President Vladimir Putin: Mr Prime Minister,
I would like to thank you for accepting our invitation. Once again I would like to say how happy we are to receive you and the Finnish President.
Our humanitarian ties form a good foundation for developing relations in all different areas, including in the economy.
Hungary has strong direct contacts with six different Russian regions, including regions where Finno-Ugric peoples are present or form the majority of the population.
Our relations are developing in every area – in the energy sector, in machine building, and in trade, including in traditional areas of trade. We are working towards the objective you set out not so long ago and are increasing the amount of Hungarian exports to Russia.
Our trade turnover is becoming more balanced, but there are still issues to resolve and still a lot of work to do. I am very pleased to have this chance to exchange news and views on our bilateral relations with you.
Prime Minister of Hungary Ferenc Gyurcsany (translation from Russian): Mr President, thank you very much for this opportunity to meet. I should note that our meetings are becoming an increasingly regular event.
Russia has been distinguished of late by increasing influence and an increasing awareness of its own strength and growing economic prosperity. This creates new opportunities and new challenges for everyone else. To be honest, we are now studying Russia anew. I think that this situation creates new tasks and objectives for everyone. It is my view that Hungary understands Russia better than many countries, but this does not mean that this puts us in some kind of privileged situation.

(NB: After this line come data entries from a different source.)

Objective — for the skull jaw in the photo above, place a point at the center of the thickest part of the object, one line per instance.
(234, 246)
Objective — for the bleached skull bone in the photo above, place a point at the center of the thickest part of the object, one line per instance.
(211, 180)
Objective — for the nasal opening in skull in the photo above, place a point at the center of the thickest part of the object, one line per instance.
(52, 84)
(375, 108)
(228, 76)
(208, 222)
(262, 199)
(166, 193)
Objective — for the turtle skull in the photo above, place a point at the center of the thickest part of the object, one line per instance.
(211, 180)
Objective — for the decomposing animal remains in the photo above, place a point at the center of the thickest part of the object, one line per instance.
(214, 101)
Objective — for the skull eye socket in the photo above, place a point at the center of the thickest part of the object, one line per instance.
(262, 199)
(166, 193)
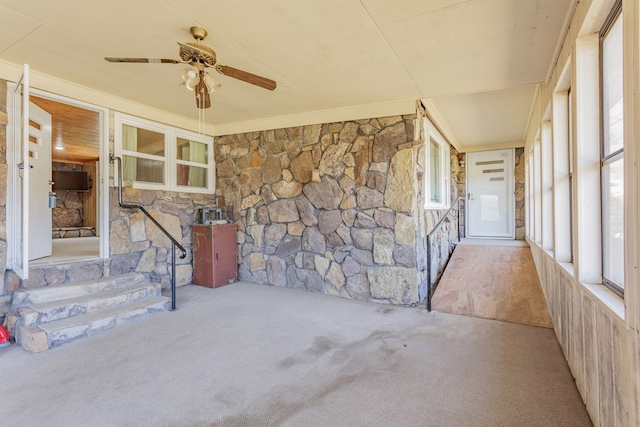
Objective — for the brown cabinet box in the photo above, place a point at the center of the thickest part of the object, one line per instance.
(214, 255)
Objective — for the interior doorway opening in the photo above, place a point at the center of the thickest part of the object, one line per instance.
(75, 165)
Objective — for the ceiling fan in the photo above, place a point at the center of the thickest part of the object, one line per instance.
(200, 57)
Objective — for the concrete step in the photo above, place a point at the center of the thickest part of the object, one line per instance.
(44, 312)
(52, 334)
(25, 297)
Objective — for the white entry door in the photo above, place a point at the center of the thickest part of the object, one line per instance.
(39, 183)
(490, 199)
(28, 221)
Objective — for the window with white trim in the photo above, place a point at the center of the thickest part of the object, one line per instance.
(437, 169)
(158, 156)
(612, 152)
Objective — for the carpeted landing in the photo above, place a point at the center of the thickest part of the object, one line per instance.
(493, 282)
(255, 355)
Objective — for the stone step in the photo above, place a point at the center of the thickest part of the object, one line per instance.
(40, 313)
(24, 297)
(52, 334)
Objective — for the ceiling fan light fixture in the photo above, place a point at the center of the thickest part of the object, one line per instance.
(210, 83)
(190, 78)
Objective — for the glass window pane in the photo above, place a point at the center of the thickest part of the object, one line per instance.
(613, 221)
(612, 88)
(434, 172)
(192, 176)
(192, 151)
(142, 170)
(142, 140)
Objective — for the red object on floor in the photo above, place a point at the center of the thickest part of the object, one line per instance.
(214, 255)
(4, 337)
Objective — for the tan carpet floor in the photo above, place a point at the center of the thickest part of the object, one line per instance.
(253, 355)
(493, 282)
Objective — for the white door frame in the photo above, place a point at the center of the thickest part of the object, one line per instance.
(18, 149)
(510, 233)
(39, 183)
(103, 165)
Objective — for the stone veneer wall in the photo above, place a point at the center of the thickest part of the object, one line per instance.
(137, 244)
(331, 208)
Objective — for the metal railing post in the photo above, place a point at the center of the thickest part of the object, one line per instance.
(457, 202)
(173, 276)
(174, 242)
(428, 273)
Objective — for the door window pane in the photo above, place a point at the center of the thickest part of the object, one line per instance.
(192, 151)
(613, 221)
(143, 170)
(612, 89)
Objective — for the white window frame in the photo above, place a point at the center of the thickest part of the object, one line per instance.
(608, 159)
(170, 158)
(432, 134)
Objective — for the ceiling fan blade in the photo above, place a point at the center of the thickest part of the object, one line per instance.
(143, 60)
(203, 100)
(245, 76)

Hungarian exports to Russia increased by 70 percent over the last year alone. Russia’s exports to Hungary have increased three-fold over the last five years, while Hungarian exports to Russia have increased four-fold. We consider it very important that we have managed to break out of the vicious circle that kept our trade relations limited to practically only the energy sector. Yesterday we signed documents on establishing a joint venture. This is the fruit of many years’ work.

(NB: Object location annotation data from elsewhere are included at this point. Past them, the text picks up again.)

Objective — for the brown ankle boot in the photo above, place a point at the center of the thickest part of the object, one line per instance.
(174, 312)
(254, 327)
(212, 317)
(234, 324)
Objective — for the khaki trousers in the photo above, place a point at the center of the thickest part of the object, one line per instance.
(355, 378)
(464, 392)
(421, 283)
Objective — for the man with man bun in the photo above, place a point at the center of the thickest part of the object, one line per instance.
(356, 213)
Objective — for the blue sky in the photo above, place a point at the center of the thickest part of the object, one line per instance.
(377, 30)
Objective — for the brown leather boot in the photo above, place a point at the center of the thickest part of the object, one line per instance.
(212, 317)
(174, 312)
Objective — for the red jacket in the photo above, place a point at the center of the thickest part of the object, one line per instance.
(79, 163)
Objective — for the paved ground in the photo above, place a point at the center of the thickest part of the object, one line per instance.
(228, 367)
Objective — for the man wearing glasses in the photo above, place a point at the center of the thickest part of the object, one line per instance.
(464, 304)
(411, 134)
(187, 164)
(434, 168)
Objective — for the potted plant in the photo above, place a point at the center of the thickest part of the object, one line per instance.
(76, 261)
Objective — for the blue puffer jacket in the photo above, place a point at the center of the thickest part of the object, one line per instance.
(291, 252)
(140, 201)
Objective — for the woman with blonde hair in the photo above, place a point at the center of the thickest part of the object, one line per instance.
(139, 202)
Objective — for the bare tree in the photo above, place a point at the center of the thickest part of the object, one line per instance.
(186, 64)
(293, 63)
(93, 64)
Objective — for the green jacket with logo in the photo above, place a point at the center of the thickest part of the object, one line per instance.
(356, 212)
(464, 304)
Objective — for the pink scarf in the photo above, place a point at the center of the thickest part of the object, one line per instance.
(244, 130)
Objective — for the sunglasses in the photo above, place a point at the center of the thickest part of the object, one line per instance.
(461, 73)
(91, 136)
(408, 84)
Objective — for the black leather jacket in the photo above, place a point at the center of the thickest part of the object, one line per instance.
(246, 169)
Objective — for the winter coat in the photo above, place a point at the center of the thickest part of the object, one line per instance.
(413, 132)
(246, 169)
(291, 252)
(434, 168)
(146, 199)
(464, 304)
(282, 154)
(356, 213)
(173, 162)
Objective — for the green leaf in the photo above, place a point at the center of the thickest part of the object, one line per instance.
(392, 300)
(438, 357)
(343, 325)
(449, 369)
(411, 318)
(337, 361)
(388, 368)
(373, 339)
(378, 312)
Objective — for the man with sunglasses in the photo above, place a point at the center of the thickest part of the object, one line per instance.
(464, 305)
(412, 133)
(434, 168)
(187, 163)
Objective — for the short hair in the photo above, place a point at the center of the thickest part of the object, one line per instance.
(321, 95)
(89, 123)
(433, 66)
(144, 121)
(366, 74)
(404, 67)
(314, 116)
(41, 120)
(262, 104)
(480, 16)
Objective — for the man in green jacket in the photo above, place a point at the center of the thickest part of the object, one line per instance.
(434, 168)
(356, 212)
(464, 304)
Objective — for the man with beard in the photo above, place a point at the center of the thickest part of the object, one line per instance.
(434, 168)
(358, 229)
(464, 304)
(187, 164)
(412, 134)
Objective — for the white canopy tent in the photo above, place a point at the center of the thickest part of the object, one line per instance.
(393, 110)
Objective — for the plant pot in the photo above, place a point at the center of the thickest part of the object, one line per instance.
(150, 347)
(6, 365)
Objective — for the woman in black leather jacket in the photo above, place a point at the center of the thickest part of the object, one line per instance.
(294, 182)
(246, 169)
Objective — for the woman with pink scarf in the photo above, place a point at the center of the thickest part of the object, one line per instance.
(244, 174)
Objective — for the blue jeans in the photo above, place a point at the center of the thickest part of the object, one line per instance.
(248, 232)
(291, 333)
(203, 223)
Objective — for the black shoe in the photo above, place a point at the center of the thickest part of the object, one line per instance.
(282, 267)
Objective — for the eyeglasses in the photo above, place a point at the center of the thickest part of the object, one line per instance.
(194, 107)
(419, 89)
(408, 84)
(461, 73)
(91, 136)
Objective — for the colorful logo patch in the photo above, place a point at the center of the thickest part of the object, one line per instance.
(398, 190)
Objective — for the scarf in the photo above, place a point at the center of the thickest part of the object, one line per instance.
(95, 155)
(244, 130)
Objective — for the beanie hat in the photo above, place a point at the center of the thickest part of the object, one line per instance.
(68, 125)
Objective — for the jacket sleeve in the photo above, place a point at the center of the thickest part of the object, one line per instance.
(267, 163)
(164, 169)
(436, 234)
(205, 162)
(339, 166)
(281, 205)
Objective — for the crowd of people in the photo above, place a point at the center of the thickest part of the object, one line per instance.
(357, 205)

Here in Russia we are building hospitals, residential districts and rubbish recycling enterprises. Our respective investment in each other’s economies has now reached a similar figure – 400 million – 500 million euros.
As a member of the European Union, it is Hungary’s desire to see balanced relations between the European Union and Russia. During meetings such as this we represent our country’s own national interests, of course, and we also represent the interests of the European Union, of which we are a part. So far, we have had no particular difficulty in coordinating these different interests, and I hope this will continue to be the case.
Thank you for this chance to meet and speak with each other.